Simple regression with weak Bayesian regularization

Source: Simplest/simplest.Rmd

This is the Bayesian companion to the least-squares “simplest” example. The original R page uses rstanarm::stan_glm; here we show the same simulated comparisons with statsmodels for the point estimates and a small CmdStanPy model for posterior draws when desired.

Setup and simulated data

Code

from pathlib import Path
import numpy as np
import pandas as pd
import matplotlib.pyplot as plt
import statsmodels.api as sm

rng = np.random.default_rng(2141)
root = Path("../../ROS-Examples")

Code

x = np.arange(1, 21)
a = 0.2
b = 0.3
sigma = 0.5
y = a + b * x + sigma * rng.normal(size=len(x))
fake = pd.DataFrame({"x": x, "y": y})

fit_ols = sm.OLS(fake["y"], sm.add_constant(fake["x"])).fit()
fit_ols.params

const    0.251307
x        0.299993
dtype: float64

Code

a_hat, b_hat = fit_ols.params["const"], fit_ols.params["x"]
fig, ax = plt.subplots(figsize=(6, 4.4))
ax.scatter(fake.x, fake.y, color="black", s=25)
ax.plot(fake.x, a_hat + b_hat * fake.x, color="black")
ax.text(fake.x.mean(), a_hat + b_hat * fake.x.mean() - 0.2, f"   y = {a_hat:.2f} + {b_hat:.2f} x")
ax.set(title="Data and fitted regression line", xlabel="x", ylabel="y")
ax.spines[["top", "right"]].set_visible(False)

A direct Stan model for the same regression

The R code calls stan_glm(y ~ x).

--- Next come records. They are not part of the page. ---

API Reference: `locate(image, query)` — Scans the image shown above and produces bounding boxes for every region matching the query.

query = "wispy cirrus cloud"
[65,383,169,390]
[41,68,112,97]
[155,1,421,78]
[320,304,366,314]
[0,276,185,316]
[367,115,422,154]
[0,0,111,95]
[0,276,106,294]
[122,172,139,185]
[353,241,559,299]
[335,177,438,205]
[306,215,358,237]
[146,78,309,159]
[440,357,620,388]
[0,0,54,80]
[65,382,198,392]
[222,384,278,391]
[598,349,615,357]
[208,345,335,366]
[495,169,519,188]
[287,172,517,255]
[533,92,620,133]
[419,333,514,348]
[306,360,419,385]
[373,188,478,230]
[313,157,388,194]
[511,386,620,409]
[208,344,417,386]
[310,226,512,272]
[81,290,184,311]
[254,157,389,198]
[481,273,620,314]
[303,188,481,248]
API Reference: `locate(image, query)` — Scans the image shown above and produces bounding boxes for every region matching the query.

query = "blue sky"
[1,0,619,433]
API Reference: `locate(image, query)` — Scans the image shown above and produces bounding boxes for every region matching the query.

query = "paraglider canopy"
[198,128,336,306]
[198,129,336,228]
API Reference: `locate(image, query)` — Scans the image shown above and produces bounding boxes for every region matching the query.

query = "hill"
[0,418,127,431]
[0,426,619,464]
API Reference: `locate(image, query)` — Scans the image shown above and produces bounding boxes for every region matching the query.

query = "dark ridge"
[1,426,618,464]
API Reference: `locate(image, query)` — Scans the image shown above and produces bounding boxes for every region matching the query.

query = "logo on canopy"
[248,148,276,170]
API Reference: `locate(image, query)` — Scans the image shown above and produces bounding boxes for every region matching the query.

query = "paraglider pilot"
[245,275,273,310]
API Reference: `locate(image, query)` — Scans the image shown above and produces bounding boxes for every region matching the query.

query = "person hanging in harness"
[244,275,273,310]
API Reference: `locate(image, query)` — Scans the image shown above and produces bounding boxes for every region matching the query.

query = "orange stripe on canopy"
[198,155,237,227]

A minimal equivalent model is useful because it exposes the likelihood and priors explicitly. The priors below are deliberately weak relative to the simulated data scale.

Code

from cmdstanpy import CmdStanModel

stan_code = """
data {
  int<lower=1> N;
  vector[N] x;
  vector[N] y;
}
parameters {
  real alpha;
  real beta;
  real<lower=0> sigma;
}
model {
  alpha ~ normal(0, 10);
  beta ~ normal(0, 10);
  sigma ~ exponential(1);
  y ~ normal(alpha + beta * x, sigma);
}
"""
stan_file = Path("_generated/simple_regression.stan")
stan_file.parent.mkdir(exist_ok=True)
stan_file.write_text(stan_code)

model = CmdStanModel(stan_file=str(stan_file))
stan_data = {"N": len(fake), "x": fake.x.to_numpy(), "y": fake.y.to_numpy()}
fit_stan = model.sample(data=stan_data, seed=2141, chains=4, parallel_chains=4, show_progress=False)
draws = fit_stan.draws_pd()
draws[["alpha", "beta", "sigma"]].describe(percentiles=[0.05, 0.5, 0.95])

	alpha	beta	sigma
count	4000.000000	4000.000000	4000.000000
mean	0.248009	0.300297	0.568105
std	0.262963	0.022037	0.106309
min	-0.723648	0.197527	0.321306
5%	-0.177646	0.264021	0.427331
50%	0.243569	0.300482	0.553648
95%	0.677876	0.335236	0.763470
max	1.502440	0.398738	1.154650

Code

fig, ax = plt.subplots(figsize=(6, 4.4))
ax.scatter(fake.x, fake.y, color="black", s=25)
xx = np.linspace(fake.x.min(), fake.x.max(), 100)
for _, row in draws.sample(30, random_state=2141).iterrows():
    ax.plot(xx, row["alpha"] + row["beta"] * xx, color="0.6", lw=0.6, alpha=0.7)
ax.plot(xx, draws["alpha"].median() + draws["beta"].median() * xx, color="black", lw=1.5)
ax.set(title="Posterior regression lines", xlabel="x", ylabel="y")
ax.spines[["top", "right"]].set_visible(False)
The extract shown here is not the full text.